Legnica: Pierwszy wniosek do sądu za palenie śmieciami

archiwum prw.pl
Jest pierwszy w Legnicy wniosek do sądu za palenie śmieci. Strażnicy miejscy od listopada kontrolują co mieszkańcy starych dzielnic i domków jednorodzinnych wrzucają do pieców. Zwykle pod wskazanym adresem pojawiają się na wniosek sąsiadów, zaniepokojonych gęstym dymem wydostającym się z kominów.
- W tym sezonie funkcjonariusze sprawdzili ponad 200 palenisk - podkreśla wiceprezydent Jadwiga Zienkiewicz.
- W ubiegłym tygodniu dwie osoby zostały - powiem kolokwialnie - przyłapane na tym, że paliły jedna odpadami, plastikami, a druga osoba lakierowanymi resztkami mebli, co powoduje zanieczyszczenia dioksynami - mówi Jadwiga Zienkiewicz.
Inspektor Jacek Śmigielski z legnickiej Straży Miejskiej podkreśla, że właśnie takie miejsca są pod szczególnym nadzorem strażników:
- To że byliśmy w danym miejscu, nie oznacza, że do niego nie wrócimy, więc uprzedzamy mieszkańców. Prosimy również o respektowanie tych przepisów ustawy. Akcja prowadzona jest w różnych porach dnia. Zarówno w godzinach porannych jak i popołudniowych. Zajrzymy do każdego domu, do każdego podwórka.
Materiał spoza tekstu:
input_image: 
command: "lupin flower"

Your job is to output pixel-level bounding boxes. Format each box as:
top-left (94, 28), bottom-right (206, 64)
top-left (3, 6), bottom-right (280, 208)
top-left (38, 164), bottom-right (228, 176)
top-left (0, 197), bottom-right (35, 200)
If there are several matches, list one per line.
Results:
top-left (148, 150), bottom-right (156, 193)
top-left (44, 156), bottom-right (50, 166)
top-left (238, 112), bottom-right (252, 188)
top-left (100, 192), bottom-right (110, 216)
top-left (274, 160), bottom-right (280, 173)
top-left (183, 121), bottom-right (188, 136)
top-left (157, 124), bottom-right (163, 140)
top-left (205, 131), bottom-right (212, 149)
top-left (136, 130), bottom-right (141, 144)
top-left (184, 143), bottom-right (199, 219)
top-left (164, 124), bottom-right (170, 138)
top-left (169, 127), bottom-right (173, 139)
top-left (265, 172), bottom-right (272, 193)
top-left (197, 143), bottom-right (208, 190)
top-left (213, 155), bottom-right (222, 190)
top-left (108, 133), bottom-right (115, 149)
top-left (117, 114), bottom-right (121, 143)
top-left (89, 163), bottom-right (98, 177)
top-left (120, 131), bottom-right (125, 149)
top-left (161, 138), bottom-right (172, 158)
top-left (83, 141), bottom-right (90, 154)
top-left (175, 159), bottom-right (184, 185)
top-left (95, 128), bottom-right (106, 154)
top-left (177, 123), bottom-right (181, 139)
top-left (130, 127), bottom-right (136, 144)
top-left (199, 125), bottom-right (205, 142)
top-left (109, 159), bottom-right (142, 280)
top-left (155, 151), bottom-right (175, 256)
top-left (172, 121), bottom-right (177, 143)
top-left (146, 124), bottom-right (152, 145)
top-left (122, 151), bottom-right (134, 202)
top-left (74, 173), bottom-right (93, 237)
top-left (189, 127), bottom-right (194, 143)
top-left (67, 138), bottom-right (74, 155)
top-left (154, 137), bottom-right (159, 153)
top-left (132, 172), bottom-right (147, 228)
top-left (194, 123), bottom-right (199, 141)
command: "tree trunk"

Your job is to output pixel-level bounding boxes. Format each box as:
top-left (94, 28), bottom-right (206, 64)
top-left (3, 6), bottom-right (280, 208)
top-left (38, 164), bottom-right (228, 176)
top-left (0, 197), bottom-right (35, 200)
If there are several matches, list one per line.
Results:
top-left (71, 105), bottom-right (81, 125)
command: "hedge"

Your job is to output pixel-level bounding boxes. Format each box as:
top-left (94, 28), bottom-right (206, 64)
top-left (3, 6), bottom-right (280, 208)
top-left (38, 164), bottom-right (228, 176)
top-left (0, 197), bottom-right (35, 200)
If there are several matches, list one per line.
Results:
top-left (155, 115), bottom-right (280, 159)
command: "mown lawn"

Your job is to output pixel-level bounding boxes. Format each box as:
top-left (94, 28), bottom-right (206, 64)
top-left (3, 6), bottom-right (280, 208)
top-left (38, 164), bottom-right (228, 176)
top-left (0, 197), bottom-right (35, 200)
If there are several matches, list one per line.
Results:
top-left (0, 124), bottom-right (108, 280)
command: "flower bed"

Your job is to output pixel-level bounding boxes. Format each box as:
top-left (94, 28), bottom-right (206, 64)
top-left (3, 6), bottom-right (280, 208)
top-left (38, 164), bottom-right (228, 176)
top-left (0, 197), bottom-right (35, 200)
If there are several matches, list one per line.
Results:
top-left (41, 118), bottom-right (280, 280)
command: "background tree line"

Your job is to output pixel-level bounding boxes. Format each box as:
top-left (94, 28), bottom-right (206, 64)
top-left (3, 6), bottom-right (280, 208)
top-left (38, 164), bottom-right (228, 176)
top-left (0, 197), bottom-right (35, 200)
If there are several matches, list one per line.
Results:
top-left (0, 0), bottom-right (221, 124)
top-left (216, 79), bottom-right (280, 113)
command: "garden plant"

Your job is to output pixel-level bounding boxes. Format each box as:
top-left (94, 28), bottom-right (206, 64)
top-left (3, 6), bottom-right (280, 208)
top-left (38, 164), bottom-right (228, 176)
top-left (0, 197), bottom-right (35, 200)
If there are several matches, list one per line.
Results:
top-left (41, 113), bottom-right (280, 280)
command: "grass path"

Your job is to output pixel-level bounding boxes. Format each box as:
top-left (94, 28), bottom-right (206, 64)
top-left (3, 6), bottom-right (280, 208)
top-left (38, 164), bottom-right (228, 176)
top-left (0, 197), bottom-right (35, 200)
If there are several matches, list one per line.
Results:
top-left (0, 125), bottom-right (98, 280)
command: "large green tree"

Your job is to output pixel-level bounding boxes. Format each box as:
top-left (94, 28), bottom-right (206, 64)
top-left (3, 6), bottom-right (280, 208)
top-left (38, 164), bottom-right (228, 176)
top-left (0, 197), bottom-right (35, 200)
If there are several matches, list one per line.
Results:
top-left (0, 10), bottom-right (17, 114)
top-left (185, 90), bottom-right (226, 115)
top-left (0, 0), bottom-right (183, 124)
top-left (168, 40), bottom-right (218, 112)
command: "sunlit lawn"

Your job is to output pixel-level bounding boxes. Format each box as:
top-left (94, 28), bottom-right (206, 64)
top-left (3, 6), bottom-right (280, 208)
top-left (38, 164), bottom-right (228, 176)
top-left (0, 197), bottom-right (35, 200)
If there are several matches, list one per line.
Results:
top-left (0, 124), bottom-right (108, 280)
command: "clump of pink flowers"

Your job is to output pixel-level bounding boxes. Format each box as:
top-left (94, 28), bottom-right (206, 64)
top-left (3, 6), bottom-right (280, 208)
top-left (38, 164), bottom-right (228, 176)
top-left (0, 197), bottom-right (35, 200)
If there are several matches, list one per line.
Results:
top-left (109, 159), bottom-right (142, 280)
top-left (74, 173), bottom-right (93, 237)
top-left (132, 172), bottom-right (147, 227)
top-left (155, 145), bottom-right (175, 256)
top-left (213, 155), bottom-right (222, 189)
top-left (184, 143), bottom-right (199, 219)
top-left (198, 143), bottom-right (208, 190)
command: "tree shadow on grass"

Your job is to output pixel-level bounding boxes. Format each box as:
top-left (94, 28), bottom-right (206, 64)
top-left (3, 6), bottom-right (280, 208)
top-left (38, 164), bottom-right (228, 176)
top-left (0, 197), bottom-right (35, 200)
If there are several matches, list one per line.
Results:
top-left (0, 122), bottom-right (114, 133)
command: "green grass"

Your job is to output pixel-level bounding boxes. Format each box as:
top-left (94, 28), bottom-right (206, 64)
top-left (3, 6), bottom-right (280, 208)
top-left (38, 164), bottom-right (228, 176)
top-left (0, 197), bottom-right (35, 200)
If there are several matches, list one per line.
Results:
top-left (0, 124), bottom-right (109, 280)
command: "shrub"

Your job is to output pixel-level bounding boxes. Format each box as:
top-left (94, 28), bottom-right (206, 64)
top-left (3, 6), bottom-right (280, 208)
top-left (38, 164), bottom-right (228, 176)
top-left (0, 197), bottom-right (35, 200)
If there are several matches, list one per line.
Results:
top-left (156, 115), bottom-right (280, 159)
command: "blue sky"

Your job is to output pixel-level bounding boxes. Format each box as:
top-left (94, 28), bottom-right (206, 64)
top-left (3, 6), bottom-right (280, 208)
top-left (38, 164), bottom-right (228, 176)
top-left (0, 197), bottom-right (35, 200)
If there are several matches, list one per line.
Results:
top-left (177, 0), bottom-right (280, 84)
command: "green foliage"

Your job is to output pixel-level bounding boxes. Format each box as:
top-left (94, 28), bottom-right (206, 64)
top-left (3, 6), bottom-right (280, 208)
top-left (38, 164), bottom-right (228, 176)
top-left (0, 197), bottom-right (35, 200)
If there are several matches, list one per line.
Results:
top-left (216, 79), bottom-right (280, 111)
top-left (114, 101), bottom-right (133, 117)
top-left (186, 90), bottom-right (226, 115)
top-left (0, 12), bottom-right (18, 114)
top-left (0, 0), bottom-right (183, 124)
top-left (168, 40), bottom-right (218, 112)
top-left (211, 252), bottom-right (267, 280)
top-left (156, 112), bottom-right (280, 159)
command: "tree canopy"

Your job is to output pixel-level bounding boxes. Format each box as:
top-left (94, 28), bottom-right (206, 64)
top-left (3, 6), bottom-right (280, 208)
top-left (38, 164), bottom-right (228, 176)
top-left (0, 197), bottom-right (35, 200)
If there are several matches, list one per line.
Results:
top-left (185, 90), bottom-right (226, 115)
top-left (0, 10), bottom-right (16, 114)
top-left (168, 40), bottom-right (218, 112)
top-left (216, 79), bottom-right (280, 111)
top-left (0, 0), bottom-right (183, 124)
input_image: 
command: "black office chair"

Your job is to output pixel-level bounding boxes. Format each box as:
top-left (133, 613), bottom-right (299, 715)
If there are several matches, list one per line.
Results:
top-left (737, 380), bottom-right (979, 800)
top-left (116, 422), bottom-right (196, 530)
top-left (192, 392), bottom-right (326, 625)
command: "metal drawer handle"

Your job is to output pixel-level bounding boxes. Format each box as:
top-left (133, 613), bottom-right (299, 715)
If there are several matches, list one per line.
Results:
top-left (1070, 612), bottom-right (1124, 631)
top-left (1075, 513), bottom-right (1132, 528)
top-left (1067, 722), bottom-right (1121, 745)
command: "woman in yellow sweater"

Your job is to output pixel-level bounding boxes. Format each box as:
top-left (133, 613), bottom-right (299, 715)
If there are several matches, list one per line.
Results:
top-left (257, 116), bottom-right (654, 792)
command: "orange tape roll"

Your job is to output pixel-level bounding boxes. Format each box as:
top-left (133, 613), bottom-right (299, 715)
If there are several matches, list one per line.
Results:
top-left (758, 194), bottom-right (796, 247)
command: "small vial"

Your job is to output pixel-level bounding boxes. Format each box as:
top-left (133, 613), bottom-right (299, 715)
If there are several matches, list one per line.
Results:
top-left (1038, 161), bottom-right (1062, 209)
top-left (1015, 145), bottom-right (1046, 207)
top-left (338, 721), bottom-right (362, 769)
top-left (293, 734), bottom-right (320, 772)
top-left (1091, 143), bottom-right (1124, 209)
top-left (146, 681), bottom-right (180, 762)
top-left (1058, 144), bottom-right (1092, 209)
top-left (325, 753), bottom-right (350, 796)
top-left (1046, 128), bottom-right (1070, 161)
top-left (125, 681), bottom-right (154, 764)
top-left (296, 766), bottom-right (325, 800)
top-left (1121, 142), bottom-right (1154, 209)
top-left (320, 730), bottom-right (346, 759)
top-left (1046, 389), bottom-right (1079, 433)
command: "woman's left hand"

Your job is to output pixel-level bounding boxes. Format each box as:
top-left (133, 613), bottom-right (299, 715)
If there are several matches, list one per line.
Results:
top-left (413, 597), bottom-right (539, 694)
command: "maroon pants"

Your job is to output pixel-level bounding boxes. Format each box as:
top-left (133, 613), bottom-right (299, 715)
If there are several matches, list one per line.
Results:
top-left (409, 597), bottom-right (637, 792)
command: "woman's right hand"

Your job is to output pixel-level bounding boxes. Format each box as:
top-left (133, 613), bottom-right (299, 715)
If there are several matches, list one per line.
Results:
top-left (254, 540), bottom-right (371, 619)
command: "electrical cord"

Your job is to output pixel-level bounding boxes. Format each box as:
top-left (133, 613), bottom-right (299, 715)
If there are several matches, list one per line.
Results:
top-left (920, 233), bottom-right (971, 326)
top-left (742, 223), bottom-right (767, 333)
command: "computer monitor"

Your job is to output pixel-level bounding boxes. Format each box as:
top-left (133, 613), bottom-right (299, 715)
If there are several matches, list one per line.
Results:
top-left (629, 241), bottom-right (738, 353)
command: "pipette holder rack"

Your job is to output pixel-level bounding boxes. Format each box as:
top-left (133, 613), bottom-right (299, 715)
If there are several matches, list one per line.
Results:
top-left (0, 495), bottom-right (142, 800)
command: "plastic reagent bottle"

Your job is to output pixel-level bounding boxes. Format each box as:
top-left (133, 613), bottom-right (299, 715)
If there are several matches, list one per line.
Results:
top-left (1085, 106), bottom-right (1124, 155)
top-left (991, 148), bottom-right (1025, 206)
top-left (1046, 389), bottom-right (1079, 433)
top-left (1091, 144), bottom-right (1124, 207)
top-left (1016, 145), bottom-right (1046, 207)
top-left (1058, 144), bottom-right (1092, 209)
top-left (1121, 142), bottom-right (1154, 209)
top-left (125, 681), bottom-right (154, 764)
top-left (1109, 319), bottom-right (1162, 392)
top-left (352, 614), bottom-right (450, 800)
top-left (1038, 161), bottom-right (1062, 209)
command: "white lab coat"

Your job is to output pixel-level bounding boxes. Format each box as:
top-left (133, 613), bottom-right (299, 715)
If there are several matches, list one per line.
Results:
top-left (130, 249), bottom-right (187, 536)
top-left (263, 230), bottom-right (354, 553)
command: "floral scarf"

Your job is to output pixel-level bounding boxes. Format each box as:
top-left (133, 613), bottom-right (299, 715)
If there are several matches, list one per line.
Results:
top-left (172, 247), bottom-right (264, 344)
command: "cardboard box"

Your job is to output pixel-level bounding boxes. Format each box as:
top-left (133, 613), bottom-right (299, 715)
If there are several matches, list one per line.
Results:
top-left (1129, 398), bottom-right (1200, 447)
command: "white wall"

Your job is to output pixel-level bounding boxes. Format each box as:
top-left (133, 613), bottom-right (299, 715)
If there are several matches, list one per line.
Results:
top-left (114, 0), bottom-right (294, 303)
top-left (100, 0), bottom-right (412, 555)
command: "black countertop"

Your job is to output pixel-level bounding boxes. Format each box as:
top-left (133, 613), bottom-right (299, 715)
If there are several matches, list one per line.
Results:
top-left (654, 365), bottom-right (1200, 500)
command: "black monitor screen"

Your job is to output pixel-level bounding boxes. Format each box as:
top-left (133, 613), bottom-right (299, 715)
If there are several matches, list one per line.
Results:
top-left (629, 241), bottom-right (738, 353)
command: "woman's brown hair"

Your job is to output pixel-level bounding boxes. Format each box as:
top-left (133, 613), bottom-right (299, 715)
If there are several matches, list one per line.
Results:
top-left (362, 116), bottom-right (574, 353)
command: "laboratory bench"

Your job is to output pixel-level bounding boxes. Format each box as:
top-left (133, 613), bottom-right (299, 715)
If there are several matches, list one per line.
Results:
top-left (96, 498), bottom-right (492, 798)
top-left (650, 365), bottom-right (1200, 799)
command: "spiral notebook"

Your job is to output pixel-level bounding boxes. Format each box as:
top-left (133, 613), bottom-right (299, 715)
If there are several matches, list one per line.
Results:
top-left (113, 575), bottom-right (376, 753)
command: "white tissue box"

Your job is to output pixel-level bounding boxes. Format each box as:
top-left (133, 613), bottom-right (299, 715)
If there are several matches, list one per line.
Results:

Właścicielowi posesji grozi grzywna do 5 tysięcy złotych. W Legnicy - na mocy specjalnej uchwały Rady Miasta - taka sama kara grozi za niewpuszczenie do mieszkania czy na posesję inspektorów upoważnionych przez prezydenta miasta do kontroli palenisk.
Mężczyzna, który palił meble jeszcze w czasie interwencji zapowiedział, że nie przyjmie pięćsetzłotowego mandatu, bo jak stwierdził... dwa tygodnie wcześniej już taką karę otrzymał. Strażnicy miejscu już skierowali wniosek do sądu.